You may need to install the ipympl package first.
#%matplotlib widget
t, X = ode_integrate([1.0, 1.0, 20.0], 0.02, 30)
from mpl_toolkits.mplot3d import Axes3D
fig = plt.figure()
ax = plt.axes(projection='3d')
ax.plot(X[0,:], X[1,:], X[2,:])
fig.set_size_inches(8.0,6.0)
try it
Rerun the integration, but change the initial conditions by 1 part in \(10^6\) for one of the components. The make a plot of \(x\) vs. \(t\) comparing the solutions. You’ll see that the 2 solutions track well for some time but then greatly diverged. This is the sensitivity to initial conditions that is the hallmark of chaos.
X.shape
(3, 1500)
t2, X2 = ode_integrate([1.0001, 1.0, 20.0], 0.02, 30)
fig, ax = plt.subplots()
ax.plot(t, X[0, :])
ax.plot(t2, X2[0, :])
[<matplotlib.lines.Line2D at 0x7efdd5ffe3c0>]
Multi-variate root find#
We can find the steady points in this system by doing a multi-variate root find on the RHS vector
sol1 = optimize.root(f, [2., 2., 2.], jac=True)
print(sol1.x)
sol2 = optimize.root(f, [10., -10., 10.], jac=True)
print(sol2.x)
sol3 = optimize.root(f, [-10., -10., -10.], jac=True)
print(sol3.x)
[0. 0. 0.]
[0. 0. 0.]
[-8.48528137 -8.48528137 27. ]
fig = plt.figure()
fig.set_size_inches(8, 8)
ax = plt.axes(projection='3d')
ax.plot(X[0,:], X[1,:], X[2,:])
ax.scatter(sol1.x[0], sol1.x[1], sol1.x[2], marker="x", color="C1")
ax.scatter(sol2.x[0], sol2.x[1], sol2.x[2], marker="x", color="C1")
ax.scatter(sol3.x[0], sol3.x[1], sol3.x[2], marker="x", color="C1")
ax.set_xlabel("x")
ax.set_ylabel("y")
ax.set_zlabel("z")
Text(0.5, 0, 'z')
Stiff system of ODEs#
A stiff system of ODEs is one where there are multiple disparate timescales for change and we need to respect all of them to get an accurate solution
Here is an example from Chemical Kinetics (see, ex. Byrne & Hindmarsh 1986, or the VODE source code)
start with \(y_1(0) = 1, y_2(0) = y_3(0) = 0\). Long term behavior is \(y_1, y_2 \rightarrow 0; y_3 \rightarrow 1\)
def rhs(t, Y):
""" RHS of the system -- using 0-based indexing """
y1 = Y[0]
y2 = Y[1]
y3 = Y[2]
dy1dt = -0.04*y1 + 1.e4*y2*y3
dy2dt = 0.04*y1 - 1.e4*y2*y3 - 3.e7*y2**2
dy3dt = 3.e7*y2**2
return np.array([dy1dt, dy2dt, dy3dt])
def jac(t, Y):
""" J_{i,j} = df_i/dy_j """
y1 = Y[0]
y2 = Y[1]
y3 = Y[2]
df1dy1 = -0.04
df1dy2 = 1.e4*y3
df1dy3 = 1.e4*y2
df2dy1 = 0.04
df2dy2 = -1.e4*y3 - 6.e7*y2
df2dy3 = -1.e4*y2
df3dy1 = 0.0
df3dy2 = 6.e7*y2
df3dy3 = 0.0
return np.array([ [ df1dy1, df1dy2, df1dy3 ],
[ df2dy1, df2dy2, df2dy3 ],
[ df3dy1, df3dy2, df3dy3 ] ])
def vode_integrate(Y0, tmax):
""" integrate using the NDF method """
r = integrate.solve_ivp(rhs, (0.0, tmax), Y0,
method="BDF", jac=jac, rtol=1.e-7, atol=1.e-10)

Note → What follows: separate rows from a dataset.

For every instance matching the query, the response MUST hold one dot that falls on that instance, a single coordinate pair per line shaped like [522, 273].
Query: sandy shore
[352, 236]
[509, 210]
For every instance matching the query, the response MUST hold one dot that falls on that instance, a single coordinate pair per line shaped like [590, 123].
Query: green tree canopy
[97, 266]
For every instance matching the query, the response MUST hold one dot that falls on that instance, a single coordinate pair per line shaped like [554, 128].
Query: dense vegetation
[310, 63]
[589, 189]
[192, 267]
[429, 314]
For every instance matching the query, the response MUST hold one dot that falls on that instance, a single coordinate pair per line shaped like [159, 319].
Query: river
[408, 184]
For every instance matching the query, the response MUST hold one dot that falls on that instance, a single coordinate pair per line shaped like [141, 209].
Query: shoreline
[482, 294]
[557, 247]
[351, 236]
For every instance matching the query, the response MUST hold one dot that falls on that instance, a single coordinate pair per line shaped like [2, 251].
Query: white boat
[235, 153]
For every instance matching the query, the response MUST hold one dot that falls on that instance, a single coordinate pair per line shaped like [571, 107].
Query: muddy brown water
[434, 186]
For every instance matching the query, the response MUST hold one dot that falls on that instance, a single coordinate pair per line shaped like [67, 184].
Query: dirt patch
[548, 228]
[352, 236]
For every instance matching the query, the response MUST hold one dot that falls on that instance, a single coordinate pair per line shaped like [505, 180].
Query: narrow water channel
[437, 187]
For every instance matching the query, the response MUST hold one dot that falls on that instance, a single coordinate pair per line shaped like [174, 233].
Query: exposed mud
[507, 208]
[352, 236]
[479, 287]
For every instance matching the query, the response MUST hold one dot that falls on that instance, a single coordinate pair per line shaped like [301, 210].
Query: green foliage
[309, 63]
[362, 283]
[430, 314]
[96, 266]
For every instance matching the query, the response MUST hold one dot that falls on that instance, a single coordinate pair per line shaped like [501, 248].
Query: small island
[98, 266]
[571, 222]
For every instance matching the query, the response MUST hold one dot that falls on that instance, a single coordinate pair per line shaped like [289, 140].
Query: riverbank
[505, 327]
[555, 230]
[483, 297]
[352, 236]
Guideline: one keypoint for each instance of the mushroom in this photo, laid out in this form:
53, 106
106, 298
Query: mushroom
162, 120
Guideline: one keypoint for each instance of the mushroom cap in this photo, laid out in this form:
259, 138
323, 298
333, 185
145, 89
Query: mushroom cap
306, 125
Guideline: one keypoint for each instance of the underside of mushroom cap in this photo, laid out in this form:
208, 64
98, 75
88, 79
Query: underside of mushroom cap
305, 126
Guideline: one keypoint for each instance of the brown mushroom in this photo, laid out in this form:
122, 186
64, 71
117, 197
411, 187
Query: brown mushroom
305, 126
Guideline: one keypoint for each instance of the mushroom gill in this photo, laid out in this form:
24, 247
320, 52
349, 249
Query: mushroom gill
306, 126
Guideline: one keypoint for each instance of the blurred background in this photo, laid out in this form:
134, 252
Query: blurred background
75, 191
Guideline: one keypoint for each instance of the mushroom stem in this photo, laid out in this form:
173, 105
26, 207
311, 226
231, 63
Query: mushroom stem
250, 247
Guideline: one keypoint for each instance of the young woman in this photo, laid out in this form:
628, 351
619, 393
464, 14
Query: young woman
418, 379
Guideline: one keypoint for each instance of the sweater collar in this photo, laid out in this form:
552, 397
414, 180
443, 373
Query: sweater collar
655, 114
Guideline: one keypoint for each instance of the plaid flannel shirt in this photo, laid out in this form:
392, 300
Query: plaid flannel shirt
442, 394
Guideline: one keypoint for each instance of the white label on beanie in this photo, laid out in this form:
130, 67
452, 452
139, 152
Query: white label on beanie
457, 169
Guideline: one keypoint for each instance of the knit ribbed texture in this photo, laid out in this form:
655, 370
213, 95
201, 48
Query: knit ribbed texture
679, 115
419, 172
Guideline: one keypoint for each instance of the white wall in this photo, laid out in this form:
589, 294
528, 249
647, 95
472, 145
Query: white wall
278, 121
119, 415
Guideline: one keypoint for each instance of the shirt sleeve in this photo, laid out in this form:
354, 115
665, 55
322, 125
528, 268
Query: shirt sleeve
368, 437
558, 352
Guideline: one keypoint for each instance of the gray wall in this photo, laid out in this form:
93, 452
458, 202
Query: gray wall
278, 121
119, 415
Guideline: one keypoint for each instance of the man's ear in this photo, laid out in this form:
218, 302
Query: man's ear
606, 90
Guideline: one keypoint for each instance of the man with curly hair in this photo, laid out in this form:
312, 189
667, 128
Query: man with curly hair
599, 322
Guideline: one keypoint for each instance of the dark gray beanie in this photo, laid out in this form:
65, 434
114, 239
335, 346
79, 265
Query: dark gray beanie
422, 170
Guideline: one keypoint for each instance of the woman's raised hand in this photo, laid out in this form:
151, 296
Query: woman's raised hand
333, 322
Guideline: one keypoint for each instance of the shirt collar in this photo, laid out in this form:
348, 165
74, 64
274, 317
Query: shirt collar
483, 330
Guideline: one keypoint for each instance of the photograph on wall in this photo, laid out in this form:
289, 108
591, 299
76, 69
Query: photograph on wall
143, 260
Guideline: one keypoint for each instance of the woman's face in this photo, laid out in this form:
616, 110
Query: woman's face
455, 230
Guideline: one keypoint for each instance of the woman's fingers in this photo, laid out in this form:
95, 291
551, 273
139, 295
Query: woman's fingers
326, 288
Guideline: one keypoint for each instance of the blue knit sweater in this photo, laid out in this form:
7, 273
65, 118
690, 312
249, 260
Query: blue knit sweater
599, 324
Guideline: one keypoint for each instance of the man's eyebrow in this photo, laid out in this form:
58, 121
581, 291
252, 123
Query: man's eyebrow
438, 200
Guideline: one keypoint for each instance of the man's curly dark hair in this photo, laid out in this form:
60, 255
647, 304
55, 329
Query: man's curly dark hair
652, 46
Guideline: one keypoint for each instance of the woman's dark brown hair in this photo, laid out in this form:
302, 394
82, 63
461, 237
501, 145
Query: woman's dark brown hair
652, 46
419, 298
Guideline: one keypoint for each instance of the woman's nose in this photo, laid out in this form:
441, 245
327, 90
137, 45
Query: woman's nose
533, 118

# Note: this solver does not have a dens_output method, instead we
# access the solution data where it was evaluated internally via
# the return object
print(r)
return r.t, r.y
Y0 = np.array([1.0, 0.0, 0.0])
tmax = 4.e7
ts, Ys = vode_integrate(Y0, tmax)
fig, ax = plt.subplots()
ax.loglog(ts, Ys[0,:], label=r"$y_1$")
ax.loglog(ts, Ys[1,:], label=r"$y_2$")
ax.loglog(ts, Ys[2,:], label=r"$y_3$")
ax.legend(loc="best", frameon=False)
ax.set_xlabel("time")
message: The solver successfully reached the end of the integration interval.
success: True
status: 0
t: [ 0.000e+00 3.196e-07 ... 3.894e+07 4.000e+07]
y: [[ 1.000e+00 1.000e+00 ... 5.344e-05 5.203e-05]

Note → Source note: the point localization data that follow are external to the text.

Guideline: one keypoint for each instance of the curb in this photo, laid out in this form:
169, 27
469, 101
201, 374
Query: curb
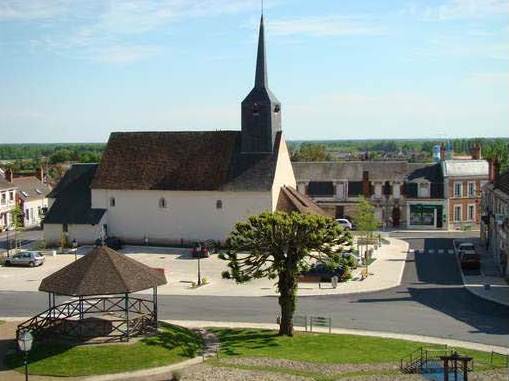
473, 291
356, 332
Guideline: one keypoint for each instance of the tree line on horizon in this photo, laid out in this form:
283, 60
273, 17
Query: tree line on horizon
29, 156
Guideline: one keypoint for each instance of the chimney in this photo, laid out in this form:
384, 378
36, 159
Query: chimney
365, 184
476, 152
443, 152
39, 173
9, 175
494, 168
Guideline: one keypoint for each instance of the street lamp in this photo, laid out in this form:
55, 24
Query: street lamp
75, 248
25, 341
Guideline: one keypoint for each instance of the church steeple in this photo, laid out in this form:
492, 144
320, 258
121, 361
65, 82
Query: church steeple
261, 111
261, 63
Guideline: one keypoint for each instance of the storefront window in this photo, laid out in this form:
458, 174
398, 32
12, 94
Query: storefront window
423, 215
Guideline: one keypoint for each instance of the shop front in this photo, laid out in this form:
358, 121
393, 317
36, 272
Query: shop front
426, 215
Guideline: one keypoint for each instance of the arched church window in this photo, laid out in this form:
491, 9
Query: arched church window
256, 109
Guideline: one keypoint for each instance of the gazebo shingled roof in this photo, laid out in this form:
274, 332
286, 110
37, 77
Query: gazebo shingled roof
102, 271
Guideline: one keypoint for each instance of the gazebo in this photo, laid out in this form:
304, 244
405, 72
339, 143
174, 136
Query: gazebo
101, 308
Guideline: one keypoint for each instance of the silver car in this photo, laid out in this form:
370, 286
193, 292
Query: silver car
25, 258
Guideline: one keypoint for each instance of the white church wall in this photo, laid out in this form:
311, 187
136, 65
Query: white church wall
52, 233
190, 216
284, 173
83, 234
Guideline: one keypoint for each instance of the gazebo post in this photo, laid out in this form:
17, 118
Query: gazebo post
156, 314
127, 315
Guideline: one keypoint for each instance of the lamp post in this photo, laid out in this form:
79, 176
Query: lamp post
75, 248
199, 268
25, 341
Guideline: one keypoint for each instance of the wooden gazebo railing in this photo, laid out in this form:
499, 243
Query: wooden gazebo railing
105, 319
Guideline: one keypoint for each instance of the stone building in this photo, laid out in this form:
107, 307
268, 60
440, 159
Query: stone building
164, 187
495, 219
7, 203
463, 181
403, 194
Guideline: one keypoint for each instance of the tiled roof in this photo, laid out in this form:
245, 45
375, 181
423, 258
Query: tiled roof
73, 198
465, 168
102, 271
350, 170
290, 200
188, 161
502, 182
31, 188
4, 184
429, 172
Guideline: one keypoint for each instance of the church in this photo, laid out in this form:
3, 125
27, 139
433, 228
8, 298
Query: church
172, 187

[ 0.000e+00 1.278e-08 ... 2.138e-10 2.081e-10]
[ 0.000e+00 1.323e-15 ... 9.999e-01 9.999e-01]]
sol: None
t_events: None
y_events: None
nfev: 2029
njev: 12
nlu: 130
Text(0.5, 0, 'time')
sol
---------------------------------------------------------------------------
NameError Traceback (most recent call last)
Cell In[48], line 1
----> 1 sol
NameError: name 'sol' is not defined
try it
Redo this integration, but now use the RK45 solver instead of BDF. Does it work?
You may need to use the kernel menu in Jupyter to interrupt the kernel if you get impatient.